What I know about fiction: part 2 – science fiction, sleep and literary theory

Confusion

‘Confusion’ is what might happen if you think about literary theory in your sleep. I wasn’t actually asleep but drifting somewhere between sleep and wakefulness. It must have been in the morning, because I don’t drift off at night, just lie awake for ages and then it’s time to get up and I feel more knackered than when I went to bed. It must also have been a weekend, because I don’t get the time to drift awake during the week.

Anyway, somewhere in this liminal state, I was thinking about the distinction between metaphor and metonym – doesn’t everyone? Briefly, metaphor is a figure of speech that replaces one object with another object that is like the first object; metonym replaces one object with another object that is associated, or contiguous, with the first object. Contagious diseases, I decided are metonymic – they are passed by contact or contiguity. But what if they were metaphorical – diseases passed not between people who have been in contact with each other but who have something in common. It would have to be something shameful: it didn’t take long for my slowly wakening mind to think about ‘shy Tories’. What if everyone who voted Tory (shyly or otherwise) was susceptible to a disfiguring disease?

Once I’d woken up properly, I decided this was the ideal topic for a short story. I’d recently finished a collection of short stories by China Mieville, Three Moments of an Explosion. One story, ‘Keep’ provided a template.

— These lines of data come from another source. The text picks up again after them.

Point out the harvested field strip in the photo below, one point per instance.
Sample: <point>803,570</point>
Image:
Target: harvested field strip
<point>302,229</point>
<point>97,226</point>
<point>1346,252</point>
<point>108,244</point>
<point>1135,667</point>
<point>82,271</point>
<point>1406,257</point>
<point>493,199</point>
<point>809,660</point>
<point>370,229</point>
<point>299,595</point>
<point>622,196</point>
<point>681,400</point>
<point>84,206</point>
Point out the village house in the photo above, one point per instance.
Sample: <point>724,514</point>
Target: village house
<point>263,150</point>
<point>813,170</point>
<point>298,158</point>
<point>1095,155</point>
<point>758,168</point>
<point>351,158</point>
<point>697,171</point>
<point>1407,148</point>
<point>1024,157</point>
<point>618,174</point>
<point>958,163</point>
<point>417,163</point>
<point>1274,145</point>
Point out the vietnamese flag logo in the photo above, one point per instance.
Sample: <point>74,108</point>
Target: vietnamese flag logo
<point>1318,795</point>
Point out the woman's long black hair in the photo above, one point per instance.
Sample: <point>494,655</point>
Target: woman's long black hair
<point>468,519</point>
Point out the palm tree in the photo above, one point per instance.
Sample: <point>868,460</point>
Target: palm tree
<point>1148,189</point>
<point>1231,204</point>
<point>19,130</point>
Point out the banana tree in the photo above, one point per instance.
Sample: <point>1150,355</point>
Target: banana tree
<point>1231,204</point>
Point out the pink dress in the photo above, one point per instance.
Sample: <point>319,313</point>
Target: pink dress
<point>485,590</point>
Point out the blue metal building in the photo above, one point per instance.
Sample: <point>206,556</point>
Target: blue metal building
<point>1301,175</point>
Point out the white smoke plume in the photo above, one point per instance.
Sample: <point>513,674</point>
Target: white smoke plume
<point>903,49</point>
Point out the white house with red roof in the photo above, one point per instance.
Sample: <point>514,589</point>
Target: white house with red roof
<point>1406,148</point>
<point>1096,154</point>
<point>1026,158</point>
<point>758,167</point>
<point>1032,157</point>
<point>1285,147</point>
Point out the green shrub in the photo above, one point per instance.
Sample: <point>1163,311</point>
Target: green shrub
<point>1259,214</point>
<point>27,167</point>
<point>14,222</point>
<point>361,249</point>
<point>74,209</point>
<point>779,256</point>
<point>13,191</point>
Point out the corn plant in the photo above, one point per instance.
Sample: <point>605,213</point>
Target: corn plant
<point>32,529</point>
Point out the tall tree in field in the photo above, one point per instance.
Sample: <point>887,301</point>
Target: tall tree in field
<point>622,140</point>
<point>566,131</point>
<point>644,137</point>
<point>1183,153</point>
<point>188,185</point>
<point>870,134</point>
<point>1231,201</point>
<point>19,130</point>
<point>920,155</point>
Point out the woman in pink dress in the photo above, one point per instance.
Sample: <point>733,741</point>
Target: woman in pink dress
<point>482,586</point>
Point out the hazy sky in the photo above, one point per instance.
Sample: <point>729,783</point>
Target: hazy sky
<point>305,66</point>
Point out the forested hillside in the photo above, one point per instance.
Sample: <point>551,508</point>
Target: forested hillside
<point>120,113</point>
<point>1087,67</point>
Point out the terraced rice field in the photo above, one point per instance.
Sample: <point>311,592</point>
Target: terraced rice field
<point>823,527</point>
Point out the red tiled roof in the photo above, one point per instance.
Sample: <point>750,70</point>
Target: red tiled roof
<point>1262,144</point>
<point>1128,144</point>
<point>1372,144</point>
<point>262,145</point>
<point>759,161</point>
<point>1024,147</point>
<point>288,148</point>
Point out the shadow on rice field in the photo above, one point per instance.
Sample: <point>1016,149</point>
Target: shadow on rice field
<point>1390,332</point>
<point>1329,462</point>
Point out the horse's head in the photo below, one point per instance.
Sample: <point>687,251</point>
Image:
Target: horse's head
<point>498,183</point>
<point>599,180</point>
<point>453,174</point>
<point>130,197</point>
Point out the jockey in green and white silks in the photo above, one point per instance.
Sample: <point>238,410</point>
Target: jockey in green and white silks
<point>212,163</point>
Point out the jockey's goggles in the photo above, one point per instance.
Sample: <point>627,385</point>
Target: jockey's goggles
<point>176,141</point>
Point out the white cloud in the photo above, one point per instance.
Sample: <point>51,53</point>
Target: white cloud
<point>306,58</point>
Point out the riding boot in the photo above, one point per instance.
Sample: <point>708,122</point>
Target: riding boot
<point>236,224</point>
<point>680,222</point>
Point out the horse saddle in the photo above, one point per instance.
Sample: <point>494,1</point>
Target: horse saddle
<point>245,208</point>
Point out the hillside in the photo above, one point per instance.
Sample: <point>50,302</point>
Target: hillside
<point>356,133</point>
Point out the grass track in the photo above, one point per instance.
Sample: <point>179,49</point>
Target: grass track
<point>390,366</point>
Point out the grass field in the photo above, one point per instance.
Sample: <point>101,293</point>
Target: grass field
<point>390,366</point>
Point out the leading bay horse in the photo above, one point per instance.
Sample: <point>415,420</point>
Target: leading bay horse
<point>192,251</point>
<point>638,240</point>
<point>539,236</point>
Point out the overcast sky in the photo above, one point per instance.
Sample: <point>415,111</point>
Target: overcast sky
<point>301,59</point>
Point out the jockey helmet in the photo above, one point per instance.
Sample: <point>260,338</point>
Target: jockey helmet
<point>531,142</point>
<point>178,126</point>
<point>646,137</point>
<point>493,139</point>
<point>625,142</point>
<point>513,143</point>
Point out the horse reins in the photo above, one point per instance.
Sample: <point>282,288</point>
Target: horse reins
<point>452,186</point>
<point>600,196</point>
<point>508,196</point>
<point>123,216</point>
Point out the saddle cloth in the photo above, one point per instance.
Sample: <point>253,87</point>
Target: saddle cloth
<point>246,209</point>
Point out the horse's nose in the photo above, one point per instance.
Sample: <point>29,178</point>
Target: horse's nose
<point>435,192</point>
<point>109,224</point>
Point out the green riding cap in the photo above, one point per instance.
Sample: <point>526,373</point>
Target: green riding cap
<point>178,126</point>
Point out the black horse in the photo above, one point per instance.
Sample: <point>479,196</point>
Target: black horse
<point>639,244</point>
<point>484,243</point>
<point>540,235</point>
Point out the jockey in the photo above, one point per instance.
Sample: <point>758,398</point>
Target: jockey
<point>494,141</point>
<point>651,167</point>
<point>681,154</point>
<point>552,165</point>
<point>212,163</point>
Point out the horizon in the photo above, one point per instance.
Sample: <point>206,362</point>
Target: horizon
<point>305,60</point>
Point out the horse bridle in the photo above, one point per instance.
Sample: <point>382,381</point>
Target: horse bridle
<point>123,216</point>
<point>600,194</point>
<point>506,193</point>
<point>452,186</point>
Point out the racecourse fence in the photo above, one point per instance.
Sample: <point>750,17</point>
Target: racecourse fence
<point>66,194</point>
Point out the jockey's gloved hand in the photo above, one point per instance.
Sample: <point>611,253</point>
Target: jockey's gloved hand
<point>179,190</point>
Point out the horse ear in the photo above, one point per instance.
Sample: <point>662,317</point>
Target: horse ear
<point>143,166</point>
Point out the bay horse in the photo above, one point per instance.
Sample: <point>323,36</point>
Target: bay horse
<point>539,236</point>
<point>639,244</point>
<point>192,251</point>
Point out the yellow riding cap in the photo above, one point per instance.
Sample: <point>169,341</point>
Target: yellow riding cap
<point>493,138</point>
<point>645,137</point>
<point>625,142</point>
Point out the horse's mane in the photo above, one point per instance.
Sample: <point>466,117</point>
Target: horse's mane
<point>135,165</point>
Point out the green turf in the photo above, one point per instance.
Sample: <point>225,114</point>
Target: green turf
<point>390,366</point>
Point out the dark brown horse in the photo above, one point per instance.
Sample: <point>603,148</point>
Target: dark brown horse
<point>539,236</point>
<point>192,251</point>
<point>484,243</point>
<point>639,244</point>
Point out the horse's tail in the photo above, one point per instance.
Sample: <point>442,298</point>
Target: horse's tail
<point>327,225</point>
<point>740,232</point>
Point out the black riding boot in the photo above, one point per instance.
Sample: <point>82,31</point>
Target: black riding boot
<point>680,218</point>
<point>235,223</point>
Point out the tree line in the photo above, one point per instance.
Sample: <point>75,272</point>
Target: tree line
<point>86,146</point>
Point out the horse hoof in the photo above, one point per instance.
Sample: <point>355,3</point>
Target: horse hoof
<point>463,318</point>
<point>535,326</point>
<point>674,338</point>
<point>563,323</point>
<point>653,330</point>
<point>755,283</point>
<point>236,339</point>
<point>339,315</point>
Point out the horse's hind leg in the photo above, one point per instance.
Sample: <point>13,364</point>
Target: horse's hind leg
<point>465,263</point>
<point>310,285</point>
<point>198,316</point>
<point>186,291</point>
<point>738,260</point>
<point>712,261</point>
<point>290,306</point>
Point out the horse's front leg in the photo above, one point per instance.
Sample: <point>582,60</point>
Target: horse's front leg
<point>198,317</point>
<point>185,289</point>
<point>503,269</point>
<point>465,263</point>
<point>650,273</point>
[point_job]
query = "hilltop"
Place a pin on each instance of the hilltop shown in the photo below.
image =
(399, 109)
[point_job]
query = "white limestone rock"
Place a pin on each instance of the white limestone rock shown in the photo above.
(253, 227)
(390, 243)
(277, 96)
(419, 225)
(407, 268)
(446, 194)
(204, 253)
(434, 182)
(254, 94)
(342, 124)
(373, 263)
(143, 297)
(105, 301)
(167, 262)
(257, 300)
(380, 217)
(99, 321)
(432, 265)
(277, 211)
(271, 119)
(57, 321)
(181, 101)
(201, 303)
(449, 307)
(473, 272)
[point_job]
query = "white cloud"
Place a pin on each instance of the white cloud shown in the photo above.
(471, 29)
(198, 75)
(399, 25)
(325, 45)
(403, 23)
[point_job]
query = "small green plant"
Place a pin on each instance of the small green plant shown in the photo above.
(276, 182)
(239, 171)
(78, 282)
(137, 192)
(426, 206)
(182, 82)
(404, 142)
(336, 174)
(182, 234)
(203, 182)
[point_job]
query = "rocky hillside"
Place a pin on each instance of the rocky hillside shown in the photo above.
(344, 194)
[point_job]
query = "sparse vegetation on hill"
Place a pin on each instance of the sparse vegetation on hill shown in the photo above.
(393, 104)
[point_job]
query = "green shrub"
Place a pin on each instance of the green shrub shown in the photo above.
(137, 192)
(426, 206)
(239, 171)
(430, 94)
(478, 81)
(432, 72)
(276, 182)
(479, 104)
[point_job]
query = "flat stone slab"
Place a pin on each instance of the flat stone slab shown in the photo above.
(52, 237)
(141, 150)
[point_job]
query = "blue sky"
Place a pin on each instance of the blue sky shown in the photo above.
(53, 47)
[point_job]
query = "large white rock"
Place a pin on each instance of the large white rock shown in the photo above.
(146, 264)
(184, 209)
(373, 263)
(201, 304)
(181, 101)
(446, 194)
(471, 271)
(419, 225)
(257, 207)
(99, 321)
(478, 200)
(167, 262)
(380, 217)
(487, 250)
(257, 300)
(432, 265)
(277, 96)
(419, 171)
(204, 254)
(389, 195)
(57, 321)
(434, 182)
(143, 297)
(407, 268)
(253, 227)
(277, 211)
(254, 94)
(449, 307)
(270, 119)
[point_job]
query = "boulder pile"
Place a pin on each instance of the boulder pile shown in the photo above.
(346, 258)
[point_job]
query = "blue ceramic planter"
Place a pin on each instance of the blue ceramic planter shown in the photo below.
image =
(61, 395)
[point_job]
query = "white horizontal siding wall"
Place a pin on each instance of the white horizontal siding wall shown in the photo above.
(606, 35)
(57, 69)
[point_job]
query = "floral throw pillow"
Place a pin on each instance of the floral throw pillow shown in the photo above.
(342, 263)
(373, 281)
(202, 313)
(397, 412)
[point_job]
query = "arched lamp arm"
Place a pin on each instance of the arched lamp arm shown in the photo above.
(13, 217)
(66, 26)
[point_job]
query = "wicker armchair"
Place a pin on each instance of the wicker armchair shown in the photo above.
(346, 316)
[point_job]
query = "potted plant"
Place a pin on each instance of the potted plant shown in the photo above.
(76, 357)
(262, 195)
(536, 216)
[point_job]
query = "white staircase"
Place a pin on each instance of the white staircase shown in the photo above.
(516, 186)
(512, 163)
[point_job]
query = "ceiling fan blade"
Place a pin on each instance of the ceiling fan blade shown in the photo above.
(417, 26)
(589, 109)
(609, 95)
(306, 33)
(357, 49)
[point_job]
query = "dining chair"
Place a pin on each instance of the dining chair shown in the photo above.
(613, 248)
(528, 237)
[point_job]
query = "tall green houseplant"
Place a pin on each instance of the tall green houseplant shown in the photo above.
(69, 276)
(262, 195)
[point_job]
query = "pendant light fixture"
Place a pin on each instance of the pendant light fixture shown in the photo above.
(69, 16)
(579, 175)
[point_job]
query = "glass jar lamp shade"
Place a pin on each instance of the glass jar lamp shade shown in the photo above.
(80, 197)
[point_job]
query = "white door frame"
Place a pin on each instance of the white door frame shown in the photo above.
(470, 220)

In ‘Keep’, a soil scientist investigates a mysterious pandemic, the symptoms of which are a moat appearing around the body of any infected person who stays still for too long. Apart from featuring a female investigator, I don’t think my story has a lot in common with Mieville’s.

As a writer, I don’t strongly identify with, or prefer, any genre. Mieville belongs to the science fiction genre, and that seems a reasonable catchall for this story. When it was broadcast by Bandit Fiction as part of a podcast, it was described as ‘political body horror’, which is a new one (I think). Recent developments have given it a new twist, although I am duty bound as a sleepy literary theorist to point out that Covid 19 is a metonymic disease, like every other real one.